Contrary to popular belief, sexualization was actually at its worst in 1995.
July 10, 2016, 6:00pm
Image: Blizzard Entertainment

There's been a lot of talk about the hypersexualization of women in video games over the last few years, and anyone wishing to tackle the issue would do well to read Teresa Lynch's 18-page article "Sexy, Strong, and Secondary" published in the Journal of Communication last month.

Lynch and researchers Jessica E. Tompkins, Irene I. van Driel, and Niki Fritz studied the portrayal of 571 playable female characters from 1989 to 2014 and found that, on the whole, things have actually been getting better. According to their findings, sexualization in video games reached a peak in 1995 and has since declined save for a few notable spikes (including a massive one in 2012). According to Lynch, this points to "a pattern of change in sexualization over time that indicates the industry may be reacting to its critics."


"We attribute this decline to an increasing female interest in gaming coupled with the heightened criticism levied at the industry's arguably male hegemony," the study says.

Judging from recent events, some of you might be preparing to send nasty tweets to said critics after reading that. But consider the study's other points. Lynch's research into almost 600 characters led her and her team to find that, "on average, female characters are far less sexualized than what previous analyses suggest." What they call "subtle sexualization" can still be a problem, they acknowledge, but they add that the "mere presence of sexualized female game characters does not automatically result in negative consequences for players."

"In other words," the study says, "what scholars, critics, and the public largely assume is a nearly universal feature of female characters in video games (i.e., gross sexualization) seems overstated when considering game content rather than marketing materials."

Image: T. Lynch, et al.

Many issues remain, of course. The study's introduction, for instance, touches on many themes now common to the conversation, such as the comparatively low numbers of women involved in the actual creation of games or the tendency of women to prefer playing role-playing games or games with "nonsexualized" protagonists. To what must be the surprise of absolutely no one familiar with such genres, the study notes that the sexualization of women has already been strongest in "male-oriented" genres like fighting and action games.

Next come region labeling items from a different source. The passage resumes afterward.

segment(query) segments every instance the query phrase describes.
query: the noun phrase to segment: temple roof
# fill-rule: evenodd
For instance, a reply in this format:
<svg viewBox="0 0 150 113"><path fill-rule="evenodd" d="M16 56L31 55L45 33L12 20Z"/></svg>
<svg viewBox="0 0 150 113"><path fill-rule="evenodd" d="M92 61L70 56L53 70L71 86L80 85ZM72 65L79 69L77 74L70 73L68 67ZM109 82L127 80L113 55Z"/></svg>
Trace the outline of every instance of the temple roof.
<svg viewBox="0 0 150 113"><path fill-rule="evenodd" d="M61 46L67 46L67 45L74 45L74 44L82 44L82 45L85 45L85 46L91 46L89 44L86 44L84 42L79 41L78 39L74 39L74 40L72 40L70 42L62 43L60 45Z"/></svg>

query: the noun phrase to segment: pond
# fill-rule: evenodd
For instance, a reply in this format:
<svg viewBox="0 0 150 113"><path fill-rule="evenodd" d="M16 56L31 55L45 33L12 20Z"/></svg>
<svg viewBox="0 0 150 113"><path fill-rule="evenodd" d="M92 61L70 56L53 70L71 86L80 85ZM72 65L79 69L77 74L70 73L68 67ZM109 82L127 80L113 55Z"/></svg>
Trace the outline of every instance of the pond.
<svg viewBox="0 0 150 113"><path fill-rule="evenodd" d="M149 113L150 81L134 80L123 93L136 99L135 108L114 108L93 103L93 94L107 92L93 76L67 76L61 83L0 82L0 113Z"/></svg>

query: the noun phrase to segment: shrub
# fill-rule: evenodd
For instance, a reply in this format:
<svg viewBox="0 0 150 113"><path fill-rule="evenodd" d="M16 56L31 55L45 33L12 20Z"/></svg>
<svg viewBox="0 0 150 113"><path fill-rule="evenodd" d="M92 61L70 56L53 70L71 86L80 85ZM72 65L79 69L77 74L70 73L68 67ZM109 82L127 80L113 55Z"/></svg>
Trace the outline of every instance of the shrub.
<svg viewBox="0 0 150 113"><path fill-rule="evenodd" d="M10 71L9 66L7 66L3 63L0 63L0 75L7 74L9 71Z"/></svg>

Consider Soulcalibur, where the character Ivy Valentine barely manages to keep her body stuffed in her battle gear.

Lynch's study also demonstrates that while there may be more playable female characters in today's games, they're usually relegated to secondary roles where they're more sexualized than the primary characters. Elsewhere, despite the old standby that "sex sells," the study found no correlation between the sexualization found in a game and its critical success, and that games rated "Teen" and "Mature" usually didn't differ in their depictions of sexualization. In addition, the study finds a strong relationship between the sexualization of a female character and her physical capability.

Image: Capcom.

The paper explains their methodology at length. Only "dynamic play" was considered for the study; not "static box art" or "less interactive opening cinematics," and they pulled their lists of female characters from sites with extensive wikis like IGN, Giant Bomb, and Wikipedia. They based their study of the 571 characters on five-minute clips from YouTube, which reportedly allowed them to "avoid bias in the capturing of the content" and favored YouTube videos without commentary to further avoid bias. All that, on top of the revelation that two of the researchers were "enthusiastic" video game fans, while two were not.

Among many other examples of how they actually identified sexualzation, Lynch noted that they "considered chests sexualized if we observed one or more of the following: breasts disproportionate to the body size (α = .81), bare skin between the armpits and bottoms of the breasts (α = .70), or accentuation by garments or artistic styling (e.g., shading; α = .73)."

And so forth. It's all very thorough and scientific, but at the same time the approach highlights the trouble in defining sexualization in studies like these. Sometimes, as in the camera angles that linger on Lara Croft's rear as she climbs ladders or on the shape of her breasts as she works her way through small openings in the 2013 Tomb Raider reboot, it's not so overt. Sometimes something as simple as suggestive dialogue or eye contact can be far more objectifying than the sight of a woman strolling around a battlefield in a bikini.

Again, though, the general message of Lynch's study is one of hope. In time, the study says, this may lead to a better gaming environment for everyone.

"Normalizing female characters toward competent and non-objectified depictions may be part of the puzzle of mitigating hostility toward women in gaming," the study says. "For this reason, the trend toward decreased sexualization of female characters—especially if implemented without sacrificing their capability or diminishing their prominence in the game—is promising in cultivating a more egalitarian game culture for all."